Cuando lo visitabas en la Biblioteca Antillense, siempre estaba a punto de salir para Aduanas para buscar algún envío, a llevar una carta pidiendo apoyo para pagar facturas, lidiando con los funcionarios de Cultura o Educación o del Ayuntamiento o de Indotel o imagínese usted para que le pagaran a un empleado o le arreglaran un aire o habilitaran unas computadoras para los usuarios.
Los fines de años eran su época más festiva. A las celebraciones de navidad se le juntaban los catálogos de los libreros españoles con las novedades a buen precio. El padre daba el tablazo. “Que tengo una deuda de 10 mil euros” no dejaba de ser una de sus frases habituales. “Que tengo que enviar estas cartas para pagar estas facturas”, era otra, también consuetudinaria.
La Biblioteca Antillense ha sido el gran monumento histórico del libro en nuestro país. Digo “monumento” porque no solamente se trata de libros. Detrás está una historia que comenzó cuando el padre Chús cumplía sus servicios eclesiásticos en Cuba a principio de los 60. En aquellos años duros el padre y buenísima parte de la congregación fueron expulsados por la Revolución. El padre se fue con sus libros a Puerto Rico. Cuando también las aguas subieron cerca del cuello en la Isla del Encanto, el padre encontró su refugio final en Santo Domingo, dentro del Colegio Don Bosco.
La Biblioteca Antillense lenta y consistentemente se fue convirtiendo en un santuario del pensamiento. Era habitual encontrarse con todas las ediciones imaginables del tomismo al lado de las obras más extensas del marxismo. El Padre Chus Hernández invirtió todas sus energías en buscar libros. A veces ni estantes había, pero él seguía buscando recursos para comprar, encuadernar, solicitar, fotocopiar. No bien le decías que buscabas algo, y en par de semanas el Padre ya había conseguido alguna fotocopia en la UASD o en el Archivo. Tal confianza y accesibilidad generó que viejos lectores piadosos comenzaran a donar sus bibliotecas.
Espacio de libros, pero también de encuentros, la Biblioteca y el Padre siempre tenían tiempo para todos. Los sábados era el día mágico, porque sólo íbamos sus amigos.
Todo en el padre respiraba piedad y amor. Los días más duros eran los de su ausencia, cuando tenía que tomarse un respiro y en aquella España profunda visitar a sus familiares, todos dedicados a las obras del Señor.

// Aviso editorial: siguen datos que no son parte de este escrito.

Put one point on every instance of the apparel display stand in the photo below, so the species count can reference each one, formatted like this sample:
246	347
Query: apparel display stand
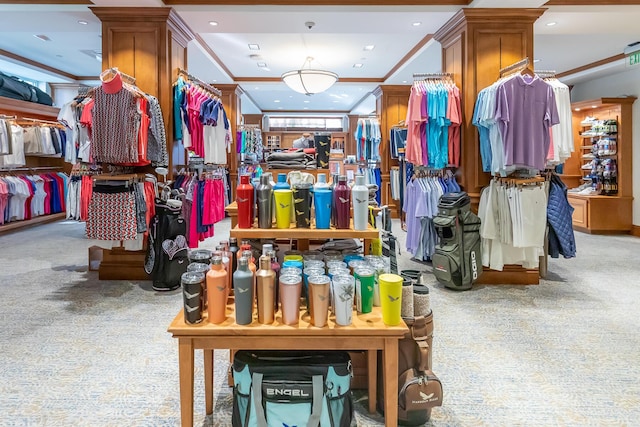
32	113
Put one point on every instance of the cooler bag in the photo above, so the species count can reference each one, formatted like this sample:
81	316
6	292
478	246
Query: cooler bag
292	388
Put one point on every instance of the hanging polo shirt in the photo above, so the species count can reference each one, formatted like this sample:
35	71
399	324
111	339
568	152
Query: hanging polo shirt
525	111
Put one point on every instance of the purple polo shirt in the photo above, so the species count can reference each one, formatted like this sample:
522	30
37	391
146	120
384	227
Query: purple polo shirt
525	111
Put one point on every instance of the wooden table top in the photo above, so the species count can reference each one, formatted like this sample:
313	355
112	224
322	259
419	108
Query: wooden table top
369	324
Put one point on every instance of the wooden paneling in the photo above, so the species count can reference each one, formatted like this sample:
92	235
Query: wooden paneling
391	108
36	64
476	44
321	2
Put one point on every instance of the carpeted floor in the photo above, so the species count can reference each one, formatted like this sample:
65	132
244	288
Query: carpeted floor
80	352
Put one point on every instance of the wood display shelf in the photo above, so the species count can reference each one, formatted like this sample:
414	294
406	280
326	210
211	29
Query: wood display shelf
303	235
367	332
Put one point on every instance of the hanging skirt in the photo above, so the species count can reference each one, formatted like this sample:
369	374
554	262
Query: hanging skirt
112	213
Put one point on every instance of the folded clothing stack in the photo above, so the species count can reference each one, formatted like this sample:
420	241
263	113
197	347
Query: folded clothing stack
291	160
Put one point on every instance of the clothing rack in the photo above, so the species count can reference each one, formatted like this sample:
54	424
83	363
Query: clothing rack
423	76
515	67
199	82
29	169
546	74
110	73
48	122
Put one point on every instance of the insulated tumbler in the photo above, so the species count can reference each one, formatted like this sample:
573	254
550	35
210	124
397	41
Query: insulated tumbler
391	298
322	203
343	294
302	204
283	208
290	289
364	288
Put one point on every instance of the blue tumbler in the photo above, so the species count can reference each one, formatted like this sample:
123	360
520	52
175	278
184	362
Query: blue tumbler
322	203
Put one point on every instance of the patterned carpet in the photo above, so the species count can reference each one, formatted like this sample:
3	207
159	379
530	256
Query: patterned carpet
80	352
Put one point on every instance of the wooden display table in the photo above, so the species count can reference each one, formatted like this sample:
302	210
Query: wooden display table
303	235
367	332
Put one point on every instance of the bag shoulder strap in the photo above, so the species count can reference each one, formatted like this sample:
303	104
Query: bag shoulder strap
256	385
316	407
420	334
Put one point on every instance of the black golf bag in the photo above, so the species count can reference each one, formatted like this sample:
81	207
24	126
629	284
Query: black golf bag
457	261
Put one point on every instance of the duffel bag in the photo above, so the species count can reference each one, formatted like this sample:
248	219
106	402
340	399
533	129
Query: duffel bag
292	388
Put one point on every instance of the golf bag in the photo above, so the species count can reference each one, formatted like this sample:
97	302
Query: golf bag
167	250
457	261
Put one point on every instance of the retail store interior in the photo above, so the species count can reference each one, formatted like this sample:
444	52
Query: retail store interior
96	331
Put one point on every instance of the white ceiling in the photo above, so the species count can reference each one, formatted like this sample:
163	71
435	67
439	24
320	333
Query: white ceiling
581	35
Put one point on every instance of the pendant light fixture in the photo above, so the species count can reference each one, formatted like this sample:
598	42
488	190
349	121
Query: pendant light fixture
308	80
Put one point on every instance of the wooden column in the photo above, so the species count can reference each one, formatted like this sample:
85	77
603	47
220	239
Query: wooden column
476	44
150	44
231	99
391	108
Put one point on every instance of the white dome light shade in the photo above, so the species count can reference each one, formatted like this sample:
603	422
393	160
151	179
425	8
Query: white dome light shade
309	81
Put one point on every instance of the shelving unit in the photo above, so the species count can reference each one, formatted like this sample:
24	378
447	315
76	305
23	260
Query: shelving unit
35	163
597	213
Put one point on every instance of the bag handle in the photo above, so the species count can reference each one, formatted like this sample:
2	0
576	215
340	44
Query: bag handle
419	334
316	406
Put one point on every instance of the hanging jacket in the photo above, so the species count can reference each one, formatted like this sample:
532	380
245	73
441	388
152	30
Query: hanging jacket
561	238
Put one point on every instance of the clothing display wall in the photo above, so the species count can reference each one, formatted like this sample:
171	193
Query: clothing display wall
422	194
204	198
513	219
368	137
514	117
433	123
118	210
115	123
200	120
24	197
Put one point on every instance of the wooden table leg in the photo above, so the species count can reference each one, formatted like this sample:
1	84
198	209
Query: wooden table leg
372	373
390	361
185	357
208	380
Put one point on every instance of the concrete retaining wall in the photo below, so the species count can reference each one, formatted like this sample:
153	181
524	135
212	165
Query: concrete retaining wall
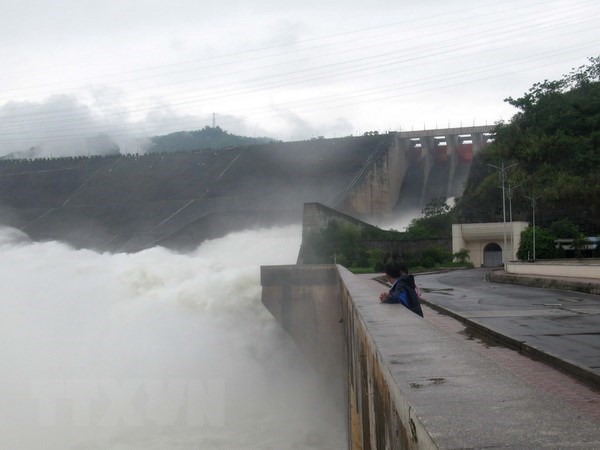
557	268
405	382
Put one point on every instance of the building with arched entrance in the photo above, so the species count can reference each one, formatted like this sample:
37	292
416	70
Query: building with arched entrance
485	241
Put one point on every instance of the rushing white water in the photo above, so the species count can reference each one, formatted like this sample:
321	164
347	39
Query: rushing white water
153	350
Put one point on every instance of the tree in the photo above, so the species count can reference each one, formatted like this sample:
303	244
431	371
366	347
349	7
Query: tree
545	247
555	139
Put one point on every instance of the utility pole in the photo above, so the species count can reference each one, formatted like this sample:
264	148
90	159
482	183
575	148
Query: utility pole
509	193
533	200
502	169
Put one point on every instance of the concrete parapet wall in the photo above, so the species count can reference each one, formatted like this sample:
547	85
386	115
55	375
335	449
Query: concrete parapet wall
565	284
557	268
408	383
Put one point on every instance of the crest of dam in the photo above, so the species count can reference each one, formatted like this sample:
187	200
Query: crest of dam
126	203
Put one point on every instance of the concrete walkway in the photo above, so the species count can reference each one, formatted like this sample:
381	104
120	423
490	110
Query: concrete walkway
559	327
469	392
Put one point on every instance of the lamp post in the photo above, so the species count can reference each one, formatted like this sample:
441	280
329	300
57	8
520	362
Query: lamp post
509	193
503	169
533	199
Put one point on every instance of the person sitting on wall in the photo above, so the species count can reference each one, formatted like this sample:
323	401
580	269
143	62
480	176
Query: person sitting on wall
403	288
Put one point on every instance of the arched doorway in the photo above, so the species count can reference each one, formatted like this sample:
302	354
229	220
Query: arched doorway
492	255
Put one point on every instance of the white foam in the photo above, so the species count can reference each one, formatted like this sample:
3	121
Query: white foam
116	350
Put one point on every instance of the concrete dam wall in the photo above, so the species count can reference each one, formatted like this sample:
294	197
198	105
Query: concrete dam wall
130	202
404	382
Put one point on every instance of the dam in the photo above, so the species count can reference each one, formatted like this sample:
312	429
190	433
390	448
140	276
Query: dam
126	203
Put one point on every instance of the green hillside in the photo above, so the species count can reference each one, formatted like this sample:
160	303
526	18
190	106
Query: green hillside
555	141
204	139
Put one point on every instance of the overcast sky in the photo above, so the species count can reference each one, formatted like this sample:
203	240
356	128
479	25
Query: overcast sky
72	69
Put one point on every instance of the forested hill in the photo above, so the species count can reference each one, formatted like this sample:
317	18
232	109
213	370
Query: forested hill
206	138
554	140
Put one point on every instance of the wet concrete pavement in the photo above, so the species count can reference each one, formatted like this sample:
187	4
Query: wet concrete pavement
559	327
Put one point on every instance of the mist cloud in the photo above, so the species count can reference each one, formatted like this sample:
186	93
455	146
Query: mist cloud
116	344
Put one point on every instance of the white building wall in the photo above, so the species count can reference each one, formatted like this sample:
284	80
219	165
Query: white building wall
475	236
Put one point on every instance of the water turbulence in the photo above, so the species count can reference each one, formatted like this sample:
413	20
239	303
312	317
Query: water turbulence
153	350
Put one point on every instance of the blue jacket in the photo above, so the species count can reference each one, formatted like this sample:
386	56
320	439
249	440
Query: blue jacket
403	291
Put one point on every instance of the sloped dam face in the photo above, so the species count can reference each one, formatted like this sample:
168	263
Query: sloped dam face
130	202
137	346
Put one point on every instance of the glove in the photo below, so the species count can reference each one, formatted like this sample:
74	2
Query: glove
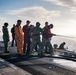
19	39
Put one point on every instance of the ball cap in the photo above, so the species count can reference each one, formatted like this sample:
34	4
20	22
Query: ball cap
28	21
19	21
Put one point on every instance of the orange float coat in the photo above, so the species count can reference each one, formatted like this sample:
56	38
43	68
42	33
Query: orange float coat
19	39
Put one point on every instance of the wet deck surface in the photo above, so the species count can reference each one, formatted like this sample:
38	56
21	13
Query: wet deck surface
41	66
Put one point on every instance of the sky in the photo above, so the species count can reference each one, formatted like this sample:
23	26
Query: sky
61	13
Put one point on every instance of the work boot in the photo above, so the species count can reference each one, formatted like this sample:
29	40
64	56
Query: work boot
6	52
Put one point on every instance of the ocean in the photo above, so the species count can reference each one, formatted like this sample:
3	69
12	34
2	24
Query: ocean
70	42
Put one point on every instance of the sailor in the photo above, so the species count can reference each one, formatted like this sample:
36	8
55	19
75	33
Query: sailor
5	36
35	35
19	37
46	37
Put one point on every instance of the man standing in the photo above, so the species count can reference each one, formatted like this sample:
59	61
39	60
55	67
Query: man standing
26	37
13	35
19	37
5	36
46	37
35	35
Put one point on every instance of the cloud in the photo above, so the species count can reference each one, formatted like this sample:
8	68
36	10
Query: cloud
35	14
64	3
2	18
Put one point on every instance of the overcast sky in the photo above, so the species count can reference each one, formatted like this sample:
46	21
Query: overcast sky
61	13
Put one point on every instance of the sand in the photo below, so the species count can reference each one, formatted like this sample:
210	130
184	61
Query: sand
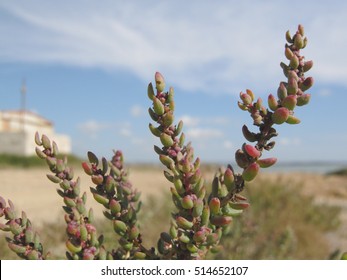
30	190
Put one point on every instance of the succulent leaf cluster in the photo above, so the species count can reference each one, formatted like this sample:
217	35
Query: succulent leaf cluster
26	241
202	215
83	241
121	201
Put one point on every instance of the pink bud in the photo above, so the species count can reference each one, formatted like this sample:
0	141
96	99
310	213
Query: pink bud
289	102
160	82
303	99
251	151
250	172
273	105
267	162
280	115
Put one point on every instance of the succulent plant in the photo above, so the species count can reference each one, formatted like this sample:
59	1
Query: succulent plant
201	214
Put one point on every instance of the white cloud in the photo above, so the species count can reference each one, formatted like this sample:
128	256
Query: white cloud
203	133
222	46
137	111
325	92
125	132
190	120
93	128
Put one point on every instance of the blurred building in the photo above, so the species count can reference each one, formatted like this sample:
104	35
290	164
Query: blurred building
17	133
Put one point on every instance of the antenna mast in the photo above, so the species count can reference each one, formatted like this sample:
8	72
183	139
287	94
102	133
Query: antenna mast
23	91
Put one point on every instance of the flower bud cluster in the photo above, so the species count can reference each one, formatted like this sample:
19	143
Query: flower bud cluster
281	109
197	225
83	241
114	191
25	242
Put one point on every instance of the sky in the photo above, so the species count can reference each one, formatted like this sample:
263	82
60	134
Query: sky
87	65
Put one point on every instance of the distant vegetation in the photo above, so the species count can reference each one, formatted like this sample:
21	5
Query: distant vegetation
340	172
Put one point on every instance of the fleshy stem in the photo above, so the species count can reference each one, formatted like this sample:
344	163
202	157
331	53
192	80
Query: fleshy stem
83	241
25	242
290	94
114	191
199	223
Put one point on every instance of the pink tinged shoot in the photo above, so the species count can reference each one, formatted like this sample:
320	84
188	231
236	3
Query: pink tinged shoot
280	115
266	162
251	151
272	101
250	172
159	81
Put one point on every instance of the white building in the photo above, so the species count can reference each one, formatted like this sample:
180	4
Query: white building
17	133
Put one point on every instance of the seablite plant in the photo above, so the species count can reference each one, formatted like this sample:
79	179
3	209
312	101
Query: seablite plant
202	214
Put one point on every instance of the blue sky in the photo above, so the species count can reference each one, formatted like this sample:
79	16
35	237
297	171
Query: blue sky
87	65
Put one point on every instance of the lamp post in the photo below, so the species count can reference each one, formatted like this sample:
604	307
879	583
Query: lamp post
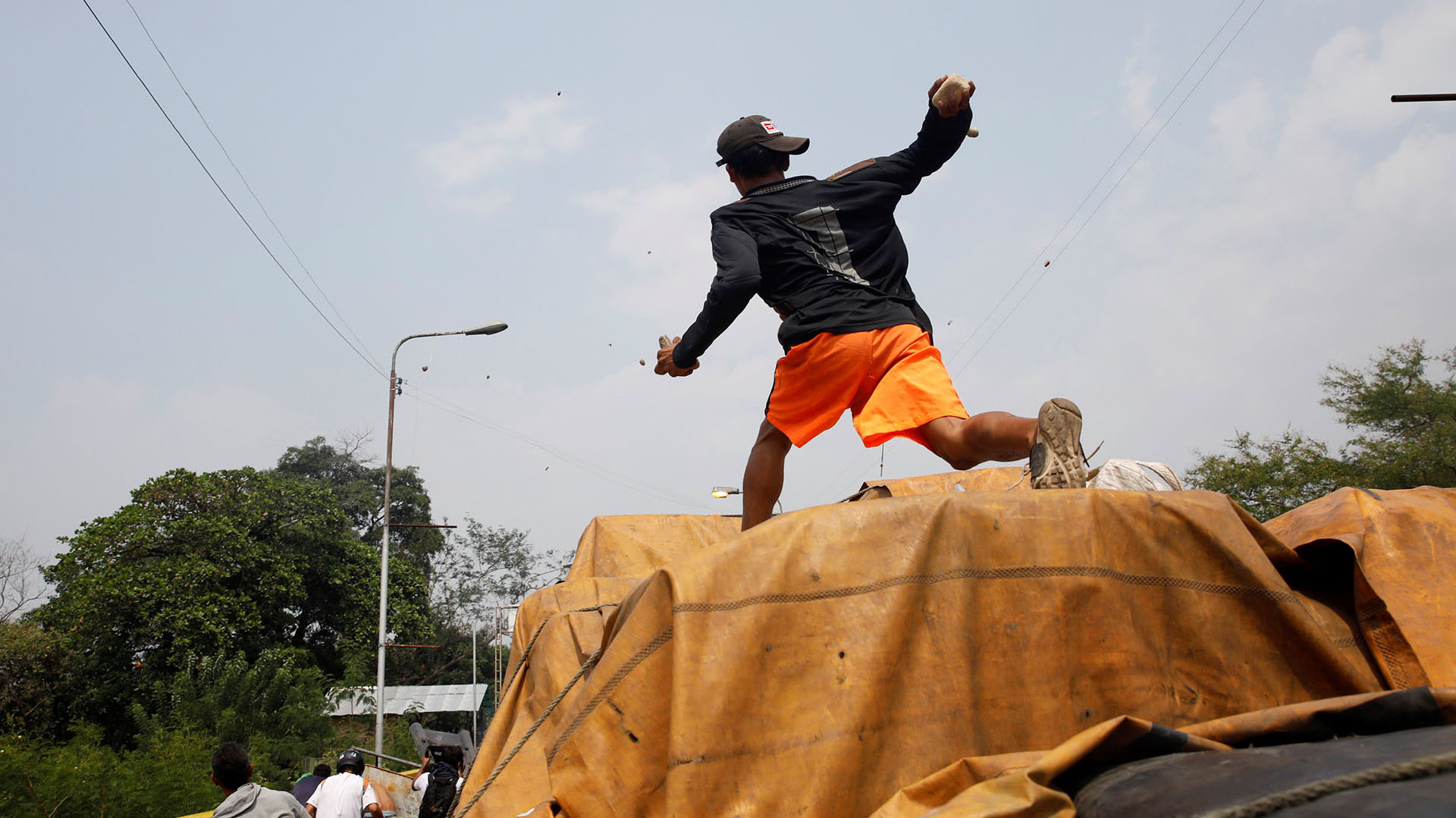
383	555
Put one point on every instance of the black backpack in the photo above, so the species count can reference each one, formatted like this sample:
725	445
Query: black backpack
440	791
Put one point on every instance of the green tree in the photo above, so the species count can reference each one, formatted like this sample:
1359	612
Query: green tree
482	566
199	563
1405	437
274	707
359	487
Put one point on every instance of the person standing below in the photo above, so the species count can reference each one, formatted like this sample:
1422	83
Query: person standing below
231	773
827	256
305	786
443	769
347	794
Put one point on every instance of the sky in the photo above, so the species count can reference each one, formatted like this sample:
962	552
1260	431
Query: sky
435	166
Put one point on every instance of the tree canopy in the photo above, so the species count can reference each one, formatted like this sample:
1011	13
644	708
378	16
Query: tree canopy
197	563
218	607
1405	437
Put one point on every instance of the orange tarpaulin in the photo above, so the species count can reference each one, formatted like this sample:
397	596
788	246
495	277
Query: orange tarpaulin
1404	569
827	660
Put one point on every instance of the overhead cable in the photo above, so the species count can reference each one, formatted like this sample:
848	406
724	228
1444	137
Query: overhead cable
202	165
278	230
1095	210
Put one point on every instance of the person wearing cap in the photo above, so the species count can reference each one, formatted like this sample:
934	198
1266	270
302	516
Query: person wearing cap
827	256
347	794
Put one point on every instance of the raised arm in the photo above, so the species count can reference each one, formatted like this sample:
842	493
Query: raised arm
941	136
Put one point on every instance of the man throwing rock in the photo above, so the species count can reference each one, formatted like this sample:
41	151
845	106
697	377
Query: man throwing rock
827	256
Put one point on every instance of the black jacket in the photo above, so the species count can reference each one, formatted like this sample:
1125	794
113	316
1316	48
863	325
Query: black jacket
824	254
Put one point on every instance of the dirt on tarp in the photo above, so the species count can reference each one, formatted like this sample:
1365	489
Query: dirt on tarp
835	657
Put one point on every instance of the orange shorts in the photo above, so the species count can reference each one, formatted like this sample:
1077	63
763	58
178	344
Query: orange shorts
892	379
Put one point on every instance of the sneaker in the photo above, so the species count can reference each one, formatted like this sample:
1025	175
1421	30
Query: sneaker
1056	457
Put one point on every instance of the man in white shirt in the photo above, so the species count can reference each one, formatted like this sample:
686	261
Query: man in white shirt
346	795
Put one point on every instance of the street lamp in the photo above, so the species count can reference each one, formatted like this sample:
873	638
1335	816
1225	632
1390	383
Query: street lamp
383	555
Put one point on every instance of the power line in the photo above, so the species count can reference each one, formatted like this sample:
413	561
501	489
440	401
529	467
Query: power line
202	165
1095	185
278	230
595	469
1128	169
440	403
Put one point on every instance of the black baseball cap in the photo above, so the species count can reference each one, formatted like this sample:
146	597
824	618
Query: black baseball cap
758	131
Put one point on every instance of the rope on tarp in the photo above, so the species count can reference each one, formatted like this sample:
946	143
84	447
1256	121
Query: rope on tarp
536	726
1313	791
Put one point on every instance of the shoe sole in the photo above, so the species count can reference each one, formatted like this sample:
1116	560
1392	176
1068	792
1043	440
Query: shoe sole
1056	457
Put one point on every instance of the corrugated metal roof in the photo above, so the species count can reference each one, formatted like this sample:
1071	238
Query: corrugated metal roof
408	699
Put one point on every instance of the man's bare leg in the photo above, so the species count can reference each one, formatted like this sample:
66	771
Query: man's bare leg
764	476
968	441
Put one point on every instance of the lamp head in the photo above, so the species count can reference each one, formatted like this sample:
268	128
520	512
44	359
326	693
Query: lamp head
487	329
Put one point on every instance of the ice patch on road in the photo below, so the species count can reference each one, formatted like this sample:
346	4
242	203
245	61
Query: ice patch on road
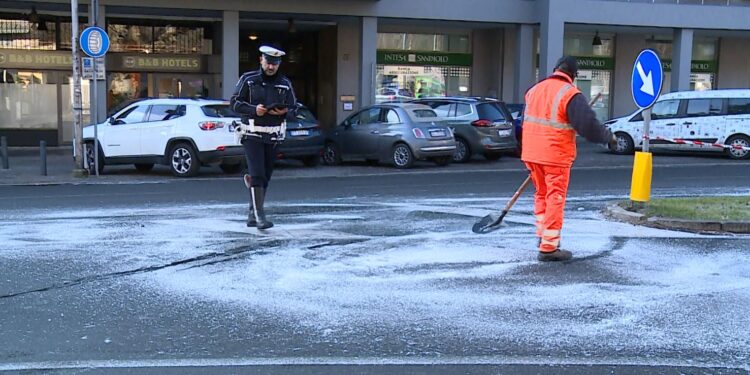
392	265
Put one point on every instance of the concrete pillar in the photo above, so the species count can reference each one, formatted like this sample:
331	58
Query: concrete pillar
552	31
524	62
368	55
230	52
734	72
682	54
348	66
487	63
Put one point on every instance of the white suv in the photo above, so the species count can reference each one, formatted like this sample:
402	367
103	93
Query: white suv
181	133
715	120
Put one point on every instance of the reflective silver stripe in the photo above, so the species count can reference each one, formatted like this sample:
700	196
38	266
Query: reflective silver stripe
554	124
555	111
558	98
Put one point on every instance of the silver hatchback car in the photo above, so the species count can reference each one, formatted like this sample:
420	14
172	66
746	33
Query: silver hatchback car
399	133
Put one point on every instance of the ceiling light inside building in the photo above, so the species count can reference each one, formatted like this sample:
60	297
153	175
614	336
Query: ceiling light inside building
33	16
597	40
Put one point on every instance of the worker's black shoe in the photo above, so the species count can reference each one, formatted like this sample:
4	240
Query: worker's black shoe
555	256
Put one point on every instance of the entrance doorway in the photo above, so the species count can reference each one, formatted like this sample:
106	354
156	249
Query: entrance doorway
182	86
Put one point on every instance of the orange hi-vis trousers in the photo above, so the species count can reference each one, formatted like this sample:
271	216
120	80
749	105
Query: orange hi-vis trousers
551	184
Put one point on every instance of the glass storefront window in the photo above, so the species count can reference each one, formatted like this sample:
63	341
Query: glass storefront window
21	96
124	88
424	42
129	37
596	82
396	82
21	34
581	45
593	82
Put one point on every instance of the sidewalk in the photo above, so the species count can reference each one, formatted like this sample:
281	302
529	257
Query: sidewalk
25	169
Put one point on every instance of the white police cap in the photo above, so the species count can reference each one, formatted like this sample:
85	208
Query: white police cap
273	55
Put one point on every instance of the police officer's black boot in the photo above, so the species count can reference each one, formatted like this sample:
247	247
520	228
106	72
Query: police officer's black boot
251	222
555	256
260	215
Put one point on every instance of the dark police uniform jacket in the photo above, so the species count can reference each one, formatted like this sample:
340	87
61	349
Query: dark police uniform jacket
255	88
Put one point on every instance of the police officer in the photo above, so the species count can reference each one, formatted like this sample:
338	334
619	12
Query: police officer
265	99
555	111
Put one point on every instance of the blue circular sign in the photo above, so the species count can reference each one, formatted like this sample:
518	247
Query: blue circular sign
647	79
94	41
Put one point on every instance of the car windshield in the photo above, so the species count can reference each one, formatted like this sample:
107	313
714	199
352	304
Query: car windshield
305	114
219	110
423	115
490	111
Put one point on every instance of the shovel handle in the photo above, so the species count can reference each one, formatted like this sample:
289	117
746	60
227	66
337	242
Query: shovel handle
517	194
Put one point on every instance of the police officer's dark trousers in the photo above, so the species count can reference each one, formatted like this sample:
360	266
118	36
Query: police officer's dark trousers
260	158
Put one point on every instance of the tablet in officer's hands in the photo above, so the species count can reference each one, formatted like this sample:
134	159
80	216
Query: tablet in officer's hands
277	106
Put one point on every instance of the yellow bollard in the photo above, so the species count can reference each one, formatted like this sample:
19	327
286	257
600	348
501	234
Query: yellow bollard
640	187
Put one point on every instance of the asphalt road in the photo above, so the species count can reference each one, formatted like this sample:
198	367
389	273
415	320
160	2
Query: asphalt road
370	271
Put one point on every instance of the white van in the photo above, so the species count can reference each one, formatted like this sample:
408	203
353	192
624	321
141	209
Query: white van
711	117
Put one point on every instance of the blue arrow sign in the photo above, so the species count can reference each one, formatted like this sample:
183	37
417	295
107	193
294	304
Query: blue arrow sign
647	79
94	41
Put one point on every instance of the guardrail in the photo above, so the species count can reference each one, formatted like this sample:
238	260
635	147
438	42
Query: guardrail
691	2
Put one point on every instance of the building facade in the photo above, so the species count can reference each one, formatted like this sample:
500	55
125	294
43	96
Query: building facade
345	54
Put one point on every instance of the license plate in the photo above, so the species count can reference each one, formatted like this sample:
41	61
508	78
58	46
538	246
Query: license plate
299	132
504	133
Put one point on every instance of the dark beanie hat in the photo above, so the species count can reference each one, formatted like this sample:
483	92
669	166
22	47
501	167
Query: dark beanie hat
569	65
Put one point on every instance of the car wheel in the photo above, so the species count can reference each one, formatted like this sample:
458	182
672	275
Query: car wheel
311	161
331	154
442	160
144	167
463	152
738	140
90	155
183	160
492	156
625	145
230	168
402	156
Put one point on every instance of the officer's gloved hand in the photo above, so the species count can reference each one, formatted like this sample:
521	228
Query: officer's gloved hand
612	142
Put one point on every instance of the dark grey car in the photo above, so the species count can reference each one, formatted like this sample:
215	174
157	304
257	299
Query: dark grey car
399	133
482	126
303	140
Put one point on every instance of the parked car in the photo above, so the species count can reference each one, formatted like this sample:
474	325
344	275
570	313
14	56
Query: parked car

Hace ya poco más de un año que el Padre Jesús se nos fue para Jarabacoa, a la residencia salesiana. Ya se había caído varias veces, ya estaba físicamente muy cansado, a pesa de la luz en sus ojos y esa voz cada vez más en un tono menor.
Desconsuela ahora saber que ya no lo veremos más.
Alivia, sin embargo, pensarlo, recordarlo, compartiendo esa pasión suya por los libros, que es una manera de ampararse en conocimientos que acercan, liberan, aligeran, nos permiten situarnos en la belleza de la vida.
Desde que conocí al Padre Jesús no dejé de agradecerle en cada publicación de Ediciones Cielonaranja por su constante apoyo.
En medio de esta selva que es el país cultural dominicano, del Padre Jesús Hernández fue como la constancia de que algo bondadoso, con todos y para todos es posible.
Y ahora, acercándonos más a usted, Padre Chús, me gustaría preguntarle, ¿adónde ir ahora con estos libros?